Mit langen, komplexen Formeln hat ein Forschungsteam aus den USA berechnet, wie viel vom Preis eines Lebensmittels beim Erzeuger ankommt. Dafür haben sie mehr als 60 Länder mit mittlerem und hohem Einkommen untersucht, in denen 70 Prozent der Weltbevölkerung leben und aus denen 90 Prozent der Wirtschaftsleistung stammt.

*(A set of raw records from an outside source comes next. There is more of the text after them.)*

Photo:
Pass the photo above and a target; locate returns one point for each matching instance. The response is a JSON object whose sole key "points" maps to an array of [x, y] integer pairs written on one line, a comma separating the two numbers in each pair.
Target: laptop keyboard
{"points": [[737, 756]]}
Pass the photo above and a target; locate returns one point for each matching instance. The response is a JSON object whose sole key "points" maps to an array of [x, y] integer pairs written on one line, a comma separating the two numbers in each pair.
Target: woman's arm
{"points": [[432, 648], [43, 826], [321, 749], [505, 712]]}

Angesehen haben sich die Forschenden nur Produkte, die hauptsächlich im selben Land angebaut und weiterverarbeitet wurden. Das betraf drei Viertel der Lebensmittel in den untersuchten Ländern. Dabei fanden sie heraus: Wenn man selbst einkauft und kocht, landen noch 27 Prozent des Preises beim Bauern oder der Landwirtin.

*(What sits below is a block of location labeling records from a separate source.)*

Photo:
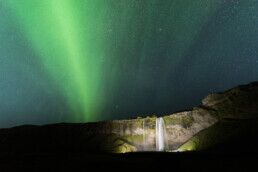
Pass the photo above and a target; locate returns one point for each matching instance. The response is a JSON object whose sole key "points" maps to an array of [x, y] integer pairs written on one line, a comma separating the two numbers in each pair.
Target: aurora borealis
{"points": [[91, 60]]}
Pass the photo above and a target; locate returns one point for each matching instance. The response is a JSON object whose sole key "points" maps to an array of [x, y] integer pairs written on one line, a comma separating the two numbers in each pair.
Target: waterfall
{"points": [[144, 135], [161, 140]]}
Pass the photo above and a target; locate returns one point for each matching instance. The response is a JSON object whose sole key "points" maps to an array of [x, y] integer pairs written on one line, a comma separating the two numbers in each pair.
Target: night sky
{"points": [[92, 60]]}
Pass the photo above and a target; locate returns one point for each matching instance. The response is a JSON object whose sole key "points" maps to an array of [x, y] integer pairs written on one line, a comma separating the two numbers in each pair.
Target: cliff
{"points": [[223, 118]]}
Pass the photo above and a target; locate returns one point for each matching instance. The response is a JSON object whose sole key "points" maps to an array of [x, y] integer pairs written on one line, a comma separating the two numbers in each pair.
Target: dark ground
{"points": [[21, 150], [132, 162]]}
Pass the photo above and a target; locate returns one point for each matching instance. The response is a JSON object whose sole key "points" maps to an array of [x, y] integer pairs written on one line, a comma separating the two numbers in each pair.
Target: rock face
{"points": [[221, 118]]}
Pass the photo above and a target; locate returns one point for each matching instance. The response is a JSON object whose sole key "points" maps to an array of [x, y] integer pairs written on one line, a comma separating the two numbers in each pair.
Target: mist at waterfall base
{"points": [[87, 60]]}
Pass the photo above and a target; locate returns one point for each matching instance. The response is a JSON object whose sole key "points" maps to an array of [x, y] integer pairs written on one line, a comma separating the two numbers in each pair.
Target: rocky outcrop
{"points": [[221, 118]]}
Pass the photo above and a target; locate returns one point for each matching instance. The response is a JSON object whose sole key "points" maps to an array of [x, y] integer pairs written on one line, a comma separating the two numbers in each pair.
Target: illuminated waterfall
{"points": [[161, 142]]}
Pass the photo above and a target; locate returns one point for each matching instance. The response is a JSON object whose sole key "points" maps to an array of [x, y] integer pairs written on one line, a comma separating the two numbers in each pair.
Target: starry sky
{"points": [[93, 60]]}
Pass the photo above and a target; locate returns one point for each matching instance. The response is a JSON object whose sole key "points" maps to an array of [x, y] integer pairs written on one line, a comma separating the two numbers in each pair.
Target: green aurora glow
{"points": [[112, 59]]}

"Wenn du selbst einkaufen gehst und dann zuhause kochst, landen im Schnitt 27 Prozent vom Lebensmittelpreis beim Bauern oder der Landwirtin."
Klaus Jansen, Deutschlandfunk-Nova-Reporter

Deutlich weniger wird es, wenn man sich ein Essen nach Hause oder im Restaurant bestellt. Hier bleiben für den Bauernhof manchmal nur bis zu sieben Prozent vom Endpreis.

Schier endlose Wertschöpfungskette

Laut der Forschenden liegt die geringe Beteiligung am Ertrag hauptsächlich an der langen Lebensmittel-Versorgungskette – vom Transport über die Qualitätskontrolle bis hin zum Supermarkt. Alle wollen etwas daran verdienen.

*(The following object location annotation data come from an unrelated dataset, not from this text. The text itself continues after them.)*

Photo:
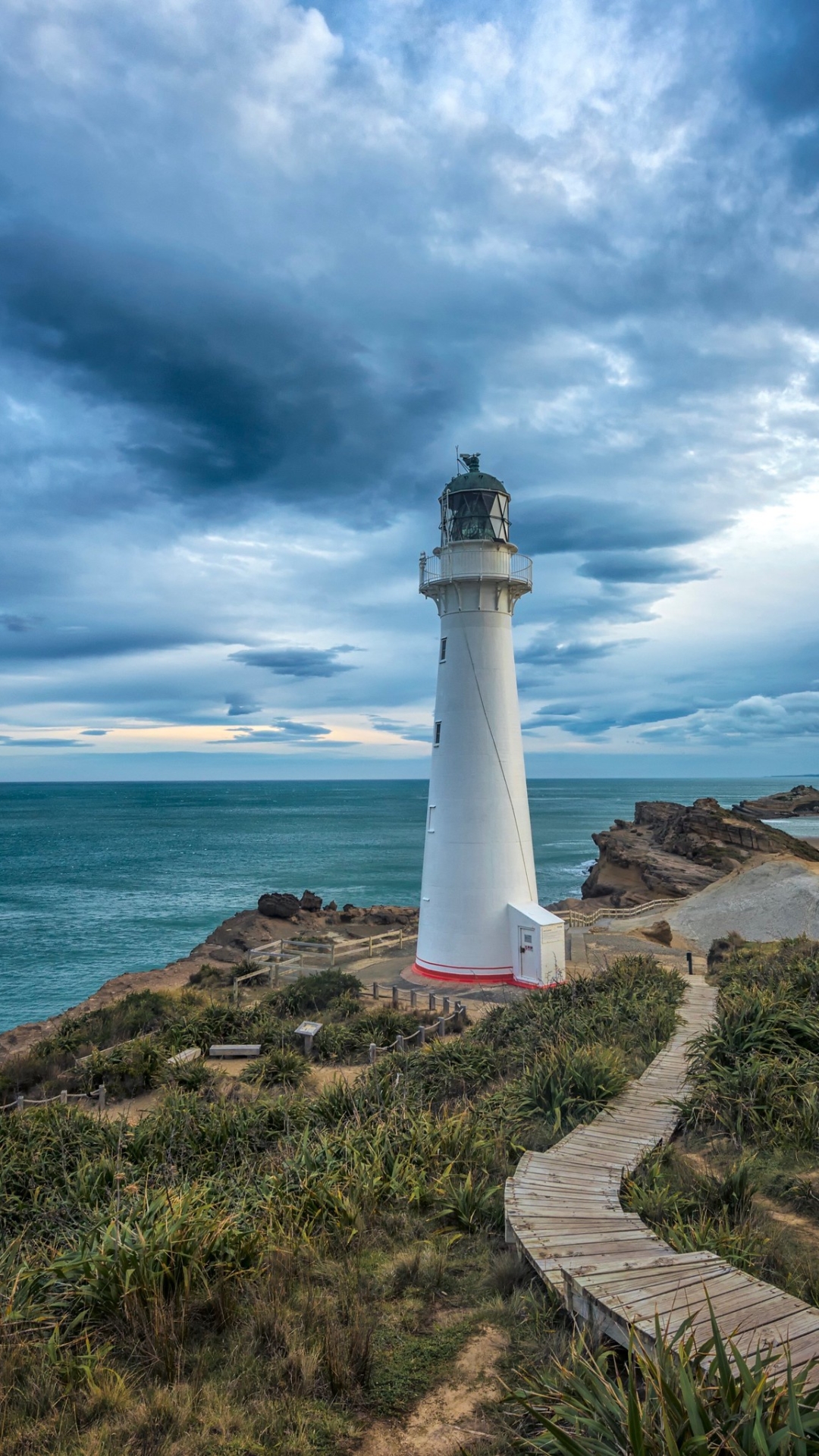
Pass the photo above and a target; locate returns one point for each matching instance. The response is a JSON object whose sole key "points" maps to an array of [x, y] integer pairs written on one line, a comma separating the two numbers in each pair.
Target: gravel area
{"points": [[770, 902]]}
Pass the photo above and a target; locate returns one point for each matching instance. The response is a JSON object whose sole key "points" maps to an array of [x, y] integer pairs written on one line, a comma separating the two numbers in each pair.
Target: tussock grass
{"points": [[267, 1272], [752, 1122]]}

Hinzu kommt, dass manche Produkte wie beispielsweise Tiefkühlpizzen zusätzlich noch massiv weiterverarbeitet werden. Hier zahlt man also beispielsweise auch noch für das Food-Design und die Werbung.

"Oft werden die Produkte noch massiv weiterverarbeitet, bei Tiefkühlpizza zum Beispiel, du zahlst auch noch für Food-Design und Werbung."
Klaus Jansen, Deutschlandfunk-Nova-Reporter

Bei nicht selbstgekochten Lebensmitteln kommen die Kosten für das Restaurant oder den Lieferdienst hinzu.

Mehr Wohlstand, mehr Verarbeitungsschritte

Die Studie zeigt auch: In reicheren Ländern verdienen die Erzeuger tatsächlich anteilig weniger als in ärmeren Ländern. Das trifft zumindest dann zu, wenn die Produkte im eigenen Land auch verbraucht werden. Denn in den ärmeren Ländern verkaufen Bäuerinnen und Landwirte ihre Produkte häufig direkt auf dem Markt.

In reicheren Ländern dagegen geht es den Verbraucherinnen und Verbrauchern immer mehr um bequemes Konsumieren. Sie haben weniger Zeit zum Kochen und greifen häufiger auf Fertigprodukte oder Fast Food zurück, sagen die Forschenden. Nach dem Verlassen des Bauernhofs erfolgen also noch zahlreiche Schritte, bis das Lebensmittel beim Verbraucher ankommt.

Das spiegelt sich auch in den Jobs wider. In den USA beispielsweise arbeiten über 20 Millionen Menschen im Lebensmittel-Sektor, nur knapp jeder Zehnte davon arbeitet direkt auf einem landwirtschaftlichen Betrieb

Schädlich für uns und unsere Umwelt

Die Forschenden sagen: Häufig würden gesunde Inhaltsstoffe wie Vitamine fehlen, dafür seien mehr Zucker und Fette drin. Außerdem produziere jeder zusätzliche Arbeitsschritt Abgase, und letztendlich ist so gut wie alles nochmals in Plastik verpackt.

Die Forschenden sehen dadurch auch die Uno-Ziele für eine nachhaltige Entwicklung von Wasser oder sauberer Energie bis 2030 gefährdet.